Forget the Salt, Use Instagram to make your Food Taste Better


By: Talha Bhatti  |   August 6th, 2013   |   Business, Mobile Apps, News
Instagram

There is no doubt that the way food actually looks has a major role in playing how our mind thinks it tastes. This is the case even in situations before we have taken the first taste because our mind is already working hard at determining how what we are looking at may taste when it touches the taste buds on our tongues.

Now a study by some top level researches is suggesting that snapping a photo through instagram before eating it may just change the way your mind perceives its taste for the better. The study, which was published in the Psychological Science journal says exactly that, that instragramming the food you are about to eat may make it taste better.

According to researchers from the University of Minnesota and Harvard Business School, the “rituals enhance the enjoyment of consumption because of the greater involvement in the experience that they prompt.”

Such experiments have been going on for years and a recent one by Kathleen D. Vohs, one of the authors of that study, certainly shows how rituals make the difference. The study did not specifically focus on taking a picture through instagram, but instead on other rituals that can be termed to be as similar in making the food taste better.

“We didn’t study it, but it seems like a ritual that could enhance the pleasure from food!” she told the Huffington Post.

The Huffington Post, discussing the study, talked about the study in the following way:

“In one experiment, half of the 52 total participants were asked to perform a ritual before eating a candy bar: without unwrapping it, break it in half. Unwrap half the bar and eat, then do the same with the other half.
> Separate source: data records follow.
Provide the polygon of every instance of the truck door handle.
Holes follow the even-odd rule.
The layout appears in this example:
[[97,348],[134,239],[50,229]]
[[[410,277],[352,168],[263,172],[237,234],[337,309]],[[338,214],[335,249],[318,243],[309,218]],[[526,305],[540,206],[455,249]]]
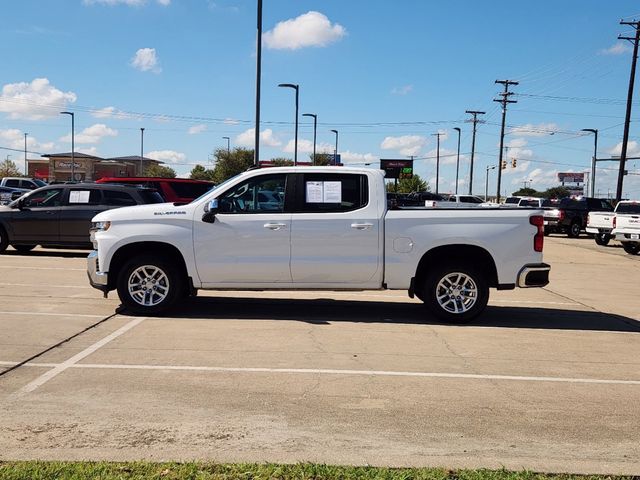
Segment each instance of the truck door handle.
[[280,230],[281,228],[287,228],[286,223],[265,223],[264,228],[268,228],[269,230]]
[[373,223],[352,223],[351,228],[356,230],[369,230],[373,227]]

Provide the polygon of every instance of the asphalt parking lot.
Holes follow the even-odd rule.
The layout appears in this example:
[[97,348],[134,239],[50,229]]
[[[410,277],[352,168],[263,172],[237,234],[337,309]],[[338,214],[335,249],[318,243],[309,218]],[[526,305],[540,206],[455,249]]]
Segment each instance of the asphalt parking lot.
[[547,238],[473,324],[405,292],[201,292],[118,313],[87,252],[0,255],[0,459],[640,473],[640,256]]

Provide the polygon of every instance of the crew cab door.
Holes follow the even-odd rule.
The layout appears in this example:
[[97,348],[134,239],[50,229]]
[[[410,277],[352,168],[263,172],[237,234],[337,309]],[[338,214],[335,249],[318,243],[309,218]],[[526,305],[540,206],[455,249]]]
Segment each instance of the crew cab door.
[[58,242],[63,193],[63,188],[46,188],[25,197],[22,209],[11,214],[11,239],[35,245]]
[[287,175],[251,177],[220,194],[213,223],[194,219],[194,251],[203,286],[291,283]]
[[380,275],[380,218],[367,175],[297,176],[291,225],[291,275],[296,284],[363,285]]

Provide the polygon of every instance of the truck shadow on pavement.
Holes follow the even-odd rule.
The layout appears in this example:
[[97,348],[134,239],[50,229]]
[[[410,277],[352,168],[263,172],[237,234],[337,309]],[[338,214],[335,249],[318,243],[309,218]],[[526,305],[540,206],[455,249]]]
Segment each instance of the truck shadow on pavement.
[[[293,320],[318,325],[332,322],[450,325],[434,317],[420,303],[333,299],[198,297],[185,301],[167,317]],[[477,319],[461,325],[640,333],[639,321],[621,315],[534,307],[489,306]]]

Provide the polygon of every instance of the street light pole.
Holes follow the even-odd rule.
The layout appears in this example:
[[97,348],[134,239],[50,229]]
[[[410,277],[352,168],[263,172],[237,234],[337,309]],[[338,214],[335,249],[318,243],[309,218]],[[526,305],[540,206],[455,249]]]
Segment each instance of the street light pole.
[[140,176],[144,174],[144,127],[140,127]]
[[293,150],[293,165],[298,165],[298,95],[300,93],[300,85],[295,83],[281,83],[279,87],[293,88],[296,91],[296,134]]
[[27,135],[29,135],[28,133],[24,134],[24,175],[25,177],[29,176],[29,169],[27,168]]
[[338,164],[338,131],[337,130],[331,130],[331,131],[336,134],[336,149],[333,151],[333,164],[337,165]]
[[593,157],[591,158],[591,196],[595,197],[596,191],[596,158],[598,158],[598,129],[597,128],[583,128],[582,132],[590,132],[594,135],[593,143]]
[[313,157],[311,160],[311,165],[316,164],[316,129],[318,127],[318,115],[315,113],[303,113],[303,117],[313,117]]
[[438,188],[440,183],[440,135],[442,133],[432,133],[434,137],[437,138],[437,150],[436,150],[436,195],[438,194]]
[[75,147],[75,114],[73,112],[60,112],[61,115],[71,115],[71,180],[76,181],[76,147]]
[[484,182],[484,201],[487,201],[487,198],[489,197],[489,170],[493,170],[494,168],[496,168],[495,165],[493,166],[487,166],[487,179]]
[[458,194],[458,174],[460,172],[460,135],[462,134],[462,130],[458,127],[453,128],[458,132],[458,156],[456,159],[456,195]]

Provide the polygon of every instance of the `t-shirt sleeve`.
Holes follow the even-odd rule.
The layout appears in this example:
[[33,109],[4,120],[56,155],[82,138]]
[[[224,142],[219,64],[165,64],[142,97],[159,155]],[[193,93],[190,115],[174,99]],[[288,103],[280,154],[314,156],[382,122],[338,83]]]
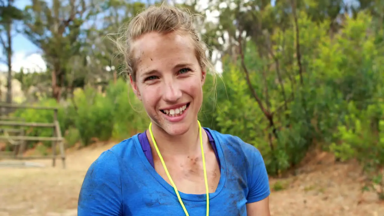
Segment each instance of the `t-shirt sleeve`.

The remaining participants were not given special instructions.”

“The participants who engaged in ritualistic behaviours found chocolate to be more flavourful, valuable and deserving of “behavioural savouring.” They didn’t, however, enjoy the chocolate as much when they watched others engage in the same behaviours.”

Another factor of increasing the enjoyment of eating was performing the ritual and then allowing there to be some gap between the ritual and the time that you eat it. Instead of digging in right away, scientists suggest that savouring the look of the food is equally as important as eating.

With all the increase in excitement, scientists were worried about one thing. Which was the increase in enjoyment to levels that this activity becomes a major factor in contributing to national obesity levels.